No tenemos restricciones geográficas ni sectoriales, lo que nos permite adaptarnos a las oportunidades que identifiquen los gestores. Además, presenta poco solapamiento con carteras tradicionales y un elevado active share, lo que aporta un elemento diferenciador muy interesante dentro de una cartera estructural de largo plazo.
Dentro de las megatendencias, ¿qué papel juega la demografía? ¿La trabajáis solo con productos específicos o también de forma transversal?Y además, cuando hablamos de demografía solemos pensar en sectores evidentes como salud. Pero, ¿qué ocurre con otros ámbitos menos obvios, como productos financieros ligados a la longevidad o tendencias como el senior living?
Gonzalo Ortiz de Vigón: El senior living es un ejemplo muy claro. El aumento de hogares unipersonales está generando nuevas formas de consumo que debemos incorporar en cartera. Pero va mucho más allá. El sector financiero, por ejemplo, está adaptándose a nuevos perfiles de cliente, con necesidades muy distintas según la edad. También vemos oportunidades en ocio, tecnología o incluso en biotecnología, donde el gasto de los segmentos de mayor edad es significativamente superior.
En definitiva, la demografía no se limita a un único sector. Afecta a la forma de consumir, de ahorrar y de vivir, y eso genera oportunidades muy relevantes que tienen sentido dentro de una cartera global diversificada.
Rocío Jáuregui: Tener una visión holística de la demografía es fundamental. En nuestro caso, sí que es cierto que no incluimos productos financieros dirigidos exclusivamente a personas mayores, porque no vemos un impacto directo en la productividad o en la esperanza de vida saludable. Preferimos centrarnos en áreas como salud, cuidados y eficiencia económica.
En cuanto al senior living, sí forma parte de nuestro universo invertible, pero con un enfoque específico: no tanto en el inmobiliario tradicional, sino en comunidades integradas que combinan independencia con acceso progresivo a servicios médicos, sociales y de bienestar.

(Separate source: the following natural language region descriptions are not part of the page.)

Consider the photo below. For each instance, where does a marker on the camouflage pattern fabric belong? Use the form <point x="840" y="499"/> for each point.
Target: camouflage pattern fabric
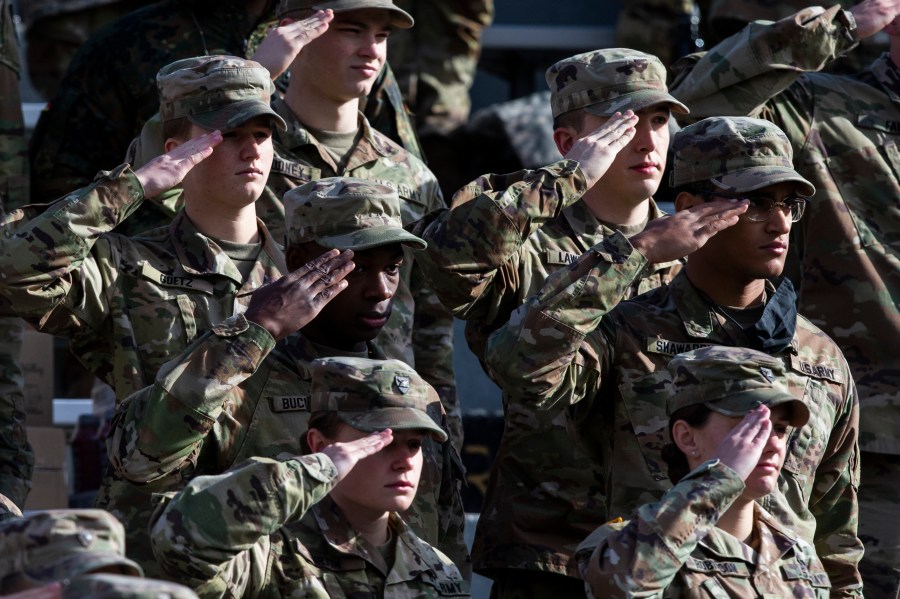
<point x="266" y="529"/>
<point x="672" y="549"/>
<point x="16" y="455"/>
<point x="575" y="343"/>
<point x="107" y="94"/>
<point x="126" y="304"/>
<point x="503" y="237"/>
<point x="420" y="330"/>
<point x="436" y="60"/>
<point x="844" y="133"/>
<point x="113" y="586"/>
<point x="233" y="395"/>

También invertimos en plataformas asistenciales que mejoran la eficiencia del sistema sanitario o reducen hospitalizaciones innecesarias. Nos interesan especialmente compañías cuyos ingresos provienen del servicio, no del valor del activo.
Y en cuanto a oportunidades más innovadoras, vemos mucho potencial en la intersección entre tecnología, productividad y bienestar, especialmente dentro del concepto de esperanza de vida saludable.